Making a good piece of furniture is an awful lot like playing a good game of basketball where things just fall into place without ever really thinking about them. Of course, that only happens once you’ve practiced enough to reach a certain skill level. People used to ask me why I didn’t make furniture to sell, and I might have if I’d needed the money, but I felt a real closeness to the best pieces I made, and, the more I live with them the more they are a part of me. I think that’s the reason that traditional craftsmen took pride in their work, it was a part of them.
I agree with when Pirsig when he says that
The way to solve the conflict between human values and technological needs is not to run away from technology That’s impossible. The way to resolve the conflict is to break down the barriers of dualistic thought that prevent a real understanding of what technology is — “not an exploitation of nature, but a fusion of nature and the human spirit into a new kind of creation that transcends both.
I do know that most of the artistic things I’ve done have been made possible because of advances in technology. Working full time as a high school teacher, I didn’t have time to learn skills the way traditional craftsmen did. If I had had to use just hand tools, I could never have made the furniture that I did.
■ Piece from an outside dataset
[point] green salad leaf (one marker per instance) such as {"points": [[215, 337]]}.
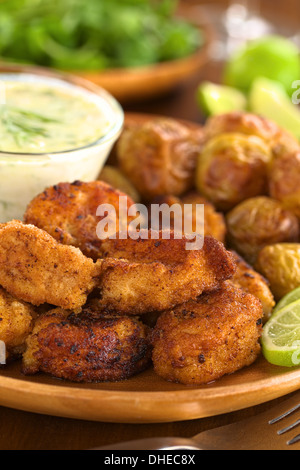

I envied Vietnamese carpenters who could create handsome pieces of furniture from packing crates using only the hand tools they carried with them, but it takes a lifetime to learn how to do that and I didn’t have a lifetime.
Nor could I have produced the photos that I post here without a digital camera and Photoshop. I’ve studied watercolors in a junior college, but I didn’t have the time to maintain those skills while teaching and raising kids. Without my computer, not to mention my digital camera, I’d be pretty much limited to snapshots as my parents were.